Mail Archives: cygwin/1997/11/14/04:42:58
I've recently made some additions and changes to a program of mine, which
filters out certain sets of characters (IE: ^01^ ) and turns them into ANSI
escape sequences for color. Needless to say it's for a telnet server type
application. The only problem is, that it seems to crash at a certain spot
every time (this spot can vary depending on the settings). I've gone
through and looked at debug code, and scanned over all the source and found
the line that caused the problem.
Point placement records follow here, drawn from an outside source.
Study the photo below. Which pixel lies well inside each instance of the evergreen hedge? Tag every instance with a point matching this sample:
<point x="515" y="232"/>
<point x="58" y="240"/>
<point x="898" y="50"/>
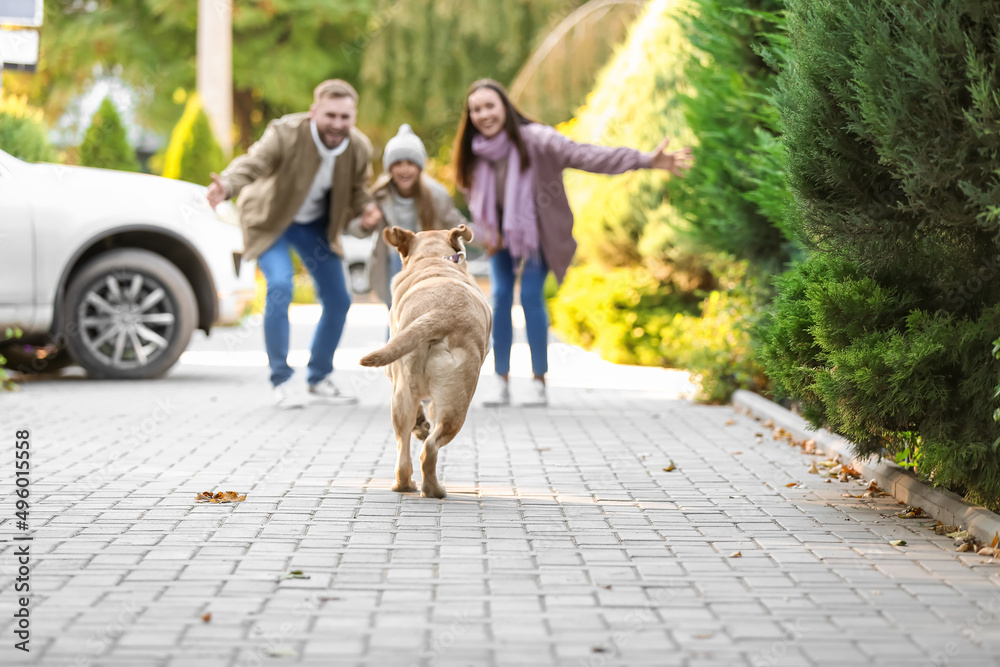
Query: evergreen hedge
<point x="892" y="125"/>
<point x="22" y="131"/>
<point x="674" y="271"/>
<point x="193" y="152"/>
<point x="105" y="144"/>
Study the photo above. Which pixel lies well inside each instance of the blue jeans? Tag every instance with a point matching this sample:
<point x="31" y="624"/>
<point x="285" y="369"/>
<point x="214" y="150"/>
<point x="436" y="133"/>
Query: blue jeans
<point x="393" y="266"/>
<point x="310" y="242"/>
<point x="502" y="276"/>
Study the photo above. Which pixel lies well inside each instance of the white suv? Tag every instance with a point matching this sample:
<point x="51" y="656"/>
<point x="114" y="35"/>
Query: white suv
<point x="117" y="268"/>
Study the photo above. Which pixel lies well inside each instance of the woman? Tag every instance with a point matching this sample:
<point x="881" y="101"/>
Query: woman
<point x="511" y="171"/>
<point x="407" y="198"/>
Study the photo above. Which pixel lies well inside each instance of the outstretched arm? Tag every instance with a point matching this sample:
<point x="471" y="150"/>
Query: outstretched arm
<point x="676" y="162"/>
<point x="607" y="159"/>
<point x="262" y="159"/>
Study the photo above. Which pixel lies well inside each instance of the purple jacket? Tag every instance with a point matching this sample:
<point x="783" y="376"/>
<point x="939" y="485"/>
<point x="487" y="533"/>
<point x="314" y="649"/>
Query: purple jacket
<point x="550" y="153"/>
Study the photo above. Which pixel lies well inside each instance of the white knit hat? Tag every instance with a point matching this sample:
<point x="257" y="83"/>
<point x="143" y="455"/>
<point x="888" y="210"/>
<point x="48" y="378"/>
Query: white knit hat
<point x="404" y="146"/>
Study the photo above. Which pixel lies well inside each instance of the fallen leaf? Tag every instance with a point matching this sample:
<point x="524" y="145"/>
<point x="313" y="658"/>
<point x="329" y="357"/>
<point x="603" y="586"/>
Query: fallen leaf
<point x="220" y="497"/>
<point x="912" y="513"/>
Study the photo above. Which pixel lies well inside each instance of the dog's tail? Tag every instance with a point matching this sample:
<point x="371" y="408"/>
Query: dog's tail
<point x="425" y="327"/>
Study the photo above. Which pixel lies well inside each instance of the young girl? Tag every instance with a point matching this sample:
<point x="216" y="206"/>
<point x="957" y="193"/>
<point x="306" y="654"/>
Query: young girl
<point x="511" y="171"/>
<point x="407" y="198"/>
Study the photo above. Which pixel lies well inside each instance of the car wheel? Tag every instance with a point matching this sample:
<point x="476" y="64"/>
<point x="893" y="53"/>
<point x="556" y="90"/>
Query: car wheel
<point x="359" y="278"/>
<point x="128" y="314"/>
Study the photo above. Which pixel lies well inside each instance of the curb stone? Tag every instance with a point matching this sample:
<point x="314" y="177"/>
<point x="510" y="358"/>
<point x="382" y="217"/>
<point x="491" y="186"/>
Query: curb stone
<point x="945" y="506"/>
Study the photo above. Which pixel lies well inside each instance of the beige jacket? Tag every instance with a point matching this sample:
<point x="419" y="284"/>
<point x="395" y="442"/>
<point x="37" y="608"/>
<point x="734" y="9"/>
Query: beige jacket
<point x="446" y="216"/>
<point x="272" y="180"/>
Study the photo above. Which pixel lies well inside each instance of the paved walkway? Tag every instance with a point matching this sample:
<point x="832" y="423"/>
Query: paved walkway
<point x="562" y="542"/>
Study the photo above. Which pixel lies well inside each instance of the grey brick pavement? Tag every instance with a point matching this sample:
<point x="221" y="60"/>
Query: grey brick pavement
<point x="562" y="542"/>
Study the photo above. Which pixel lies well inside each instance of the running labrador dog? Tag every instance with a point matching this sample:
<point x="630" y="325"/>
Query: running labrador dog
<point x="440" y="325"/>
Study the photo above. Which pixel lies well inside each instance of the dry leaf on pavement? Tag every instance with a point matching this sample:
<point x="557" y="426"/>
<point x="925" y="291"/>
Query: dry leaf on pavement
<point x="220" y="497"/>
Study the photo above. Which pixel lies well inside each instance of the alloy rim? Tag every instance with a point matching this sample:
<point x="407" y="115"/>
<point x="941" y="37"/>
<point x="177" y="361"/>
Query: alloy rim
<point x="126" y="319"/>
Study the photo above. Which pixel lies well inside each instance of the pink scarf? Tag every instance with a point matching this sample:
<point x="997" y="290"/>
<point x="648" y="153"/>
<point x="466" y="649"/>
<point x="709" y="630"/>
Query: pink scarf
<point x="520" y="224"/>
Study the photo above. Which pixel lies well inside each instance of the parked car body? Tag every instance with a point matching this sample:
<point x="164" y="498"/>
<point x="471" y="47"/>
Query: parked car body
<point x="117" y="268"/>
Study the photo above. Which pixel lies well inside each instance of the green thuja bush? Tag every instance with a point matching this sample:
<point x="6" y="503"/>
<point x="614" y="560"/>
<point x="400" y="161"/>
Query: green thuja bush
<point x="672" y="271"/>
<point x="105" y="144"/>
<point x="892" y="127"/>
<point x="22" y="131"/>
<point x="193" y="152"/>
<point x="737" y="194"/>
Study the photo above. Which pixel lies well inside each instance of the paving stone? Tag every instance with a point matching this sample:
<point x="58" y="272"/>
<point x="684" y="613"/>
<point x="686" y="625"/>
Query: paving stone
<point x="560" y="534"/>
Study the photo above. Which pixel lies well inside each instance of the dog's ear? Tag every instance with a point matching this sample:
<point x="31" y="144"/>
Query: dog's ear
<point x="462" y="232"/>
<point x="399" y="238"/>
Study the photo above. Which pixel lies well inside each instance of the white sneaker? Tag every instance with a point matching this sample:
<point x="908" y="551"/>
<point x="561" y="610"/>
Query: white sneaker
<point x="285" y="397"/>
<point x="329" y="392"/>
<point x="537" y="396"/>
<point x="498" y="394"/>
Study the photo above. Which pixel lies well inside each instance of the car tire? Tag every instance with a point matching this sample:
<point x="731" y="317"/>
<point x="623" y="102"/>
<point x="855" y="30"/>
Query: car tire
<point x="128" y="314"/>
<point x="359" y="278"/>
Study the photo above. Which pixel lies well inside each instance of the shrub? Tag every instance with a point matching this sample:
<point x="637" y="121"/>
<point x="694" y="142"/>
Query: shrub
<point x="671" y="271"/>
<point x="22" y="131"/>
<point x="737" y="194"/>
<point x="886" y="332"/>
<point x="193" y="152"/>
<point x="105" y="144"/>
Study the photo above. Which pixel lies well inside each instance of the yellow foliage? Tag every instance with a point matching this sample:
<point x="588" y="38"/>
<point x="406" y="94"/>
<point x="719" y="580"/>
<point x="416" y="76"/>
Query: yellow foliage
<point x="17" y="106"/>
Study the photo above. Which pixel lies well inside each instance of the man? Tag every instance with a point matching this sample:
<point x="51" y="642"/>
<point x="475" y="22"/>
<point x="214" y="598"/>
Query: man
<point x="298" y="187"/>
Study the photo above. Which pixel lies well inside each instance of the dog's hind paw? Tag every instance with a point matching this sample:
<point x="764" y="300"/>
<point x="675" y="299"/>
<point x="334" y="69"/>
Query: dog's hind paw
<point x="399" y="487"/>
<point x="436" y="491"/>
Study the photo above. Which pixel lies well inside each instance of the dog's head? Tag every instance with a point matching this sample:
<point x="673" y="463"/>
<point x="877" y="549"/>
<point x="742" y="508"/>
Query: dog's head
<point x="439" y="244"/>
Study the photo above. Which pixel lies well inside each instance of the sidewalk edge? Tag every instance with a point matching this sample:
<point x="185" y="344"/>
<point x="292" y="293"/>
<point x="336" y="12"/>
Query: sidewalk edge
<point x="945" y="506"/>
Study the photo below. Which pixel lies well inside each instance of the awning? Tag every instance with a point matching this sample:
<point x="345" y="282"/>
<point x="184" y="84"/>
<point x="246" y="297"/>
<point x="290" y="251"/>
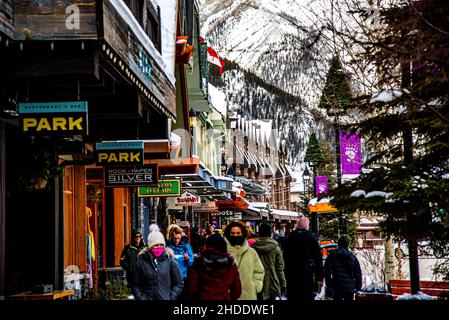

The baffling thing about this line is
that it's the line that calls 'malloc'? It takes the length of a string,
adds a few to it, mallocs the memory, and then assigns a string into it.
This line is called many, many times before this, and works fine each time,
but it seems to trip up after a certain number of calls. I've asked a few
people what to do, and some told me it was some kinda of memory pointer
problem, and that I should add 16 to all the malloc calls I make. Did that,
and it progresses quite a bit farther but it then it drops out on another
malloc call. So now I'm lost as to what to do. Can anyone offer any help?
- Greg Neujahr
keetnet AT wilmington DOT net
/* Snippet of code that gets called too many times to count. */
char *color_sub(char *qstring) {
char *holdstr; // Temporary array to hold the results
char escape[2], subval[6]; // escape=escape character; subval=value
to sub
escape[0]=27; // Fisrt character=escape
escape[1]='\0'; // Make it a valid string
holdstr = (char *) malloc( strlen(qstring)+17 ); /* Allocate size for
result. This line is normally +1 not +17 */
strcpy(subval,escape); // Copy the escape string into the
substitute string
strcat(subval,"[30m"); // Tack on ANSI sub value
holdstr = subst(qstring, subval, "%%00%%"); // Substitue ansi string
qstring = (char *) malloc(strlen(holdstr)+16); // Allocate space for
result
qstring = holdstr; // Assign the result to the original string
/* More code that looks almost exactly the same follows. subst() is a
section that just substitutes out the %%??%% codes and turns them into Ansi
escapes. Yes, the string has a positive length (and is not 0). */
return qstring;
}
// EOF
So, is there anyone out there who can help?